The most notable falls in loan impairment charges have been over in the US. Most of the toxic loans have finally been flushed out of the system and 2013 will be a bumper year for HSBC Stateside, says the company statement. Even HSBC’s business in China, which suffered as the economic powerhouse’s growth slowed, is strengthening. It’s a land of eastern promise once more.
Stuart Gulliver, who took over as CEO of HSBC back in 2011, can take much of the credit for this profit renaissance. His aggressive restructuring plans have seen the bank streamline operations, reduce complexity and cut divisions that were unprofitable, saving around $3.6bn.
Under his stewardship, HSBC has sold or closed 52 businesses in total. More than 42,000 jobs have also been axed in the past two years. And there are still 10 more non-core businesses to be sold this year and next, says Gulliver, and a further $1bn in cost savings to be made.

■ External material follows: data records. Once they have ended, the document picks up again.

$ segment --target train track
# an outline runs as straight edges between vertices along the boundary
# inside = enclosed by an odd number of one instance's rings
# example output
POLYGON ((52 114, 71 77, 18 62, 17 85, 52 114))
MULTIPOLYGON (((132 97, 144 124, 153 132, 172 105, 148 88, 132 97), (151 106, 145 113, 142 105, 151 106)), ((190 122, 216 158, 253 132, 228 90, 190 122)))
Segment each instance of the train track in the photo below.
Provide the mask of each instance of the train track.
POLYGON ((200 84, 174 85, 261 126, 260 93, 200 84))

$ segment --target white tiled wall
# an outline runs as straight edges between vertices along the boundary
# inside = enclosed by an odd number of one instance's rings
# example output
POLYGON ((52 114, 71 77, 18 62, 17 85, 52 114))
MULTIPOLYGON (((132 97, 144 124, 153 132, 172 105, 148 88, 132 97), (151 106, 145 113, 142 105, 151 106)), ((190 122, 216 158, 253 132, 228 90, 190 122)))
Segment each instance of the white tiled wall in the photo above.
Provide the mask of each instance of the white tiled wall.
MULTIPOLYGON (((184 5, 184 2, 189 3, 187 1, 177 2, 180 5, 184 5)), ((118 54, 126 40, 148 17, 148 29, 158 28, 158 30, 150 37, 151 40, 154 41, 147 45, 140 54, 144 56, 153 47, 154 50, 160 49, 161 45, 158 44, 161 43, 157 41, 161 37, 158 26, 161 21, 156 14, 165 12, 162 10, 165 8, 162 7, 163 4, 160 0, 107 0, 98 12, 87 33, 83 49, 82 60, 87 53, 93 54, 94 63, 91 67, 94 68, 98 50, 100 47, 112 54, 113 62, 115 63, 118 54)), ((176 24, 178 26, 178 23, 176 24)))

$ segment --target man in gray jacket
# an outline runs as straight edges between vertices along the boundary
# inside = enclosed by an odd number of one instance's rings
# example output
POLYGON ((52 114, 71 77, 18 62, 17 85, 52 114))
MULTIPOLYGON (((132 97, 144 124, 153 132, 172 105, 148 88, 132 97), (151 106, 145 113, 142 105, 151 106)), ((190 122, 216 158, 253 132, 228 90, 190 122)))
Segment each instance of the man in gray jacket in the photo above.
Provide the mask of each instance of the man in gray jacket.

According to latest figures from the bank, costs in the first quarter are down 10% on last year, and now consist of about 53% of income. The bank is aiming to get the percentage below 52% by the end of the year. ‘We have strengthened our capital position and remain one of the best-capitalised banks in the world, allowing us both to invest in organic growth and grow dividends,’ reads the statement from HSBC.
These profit figures are significantly higher than many analysts had forecast, driving HSBC shares up almost 3% in morning trading.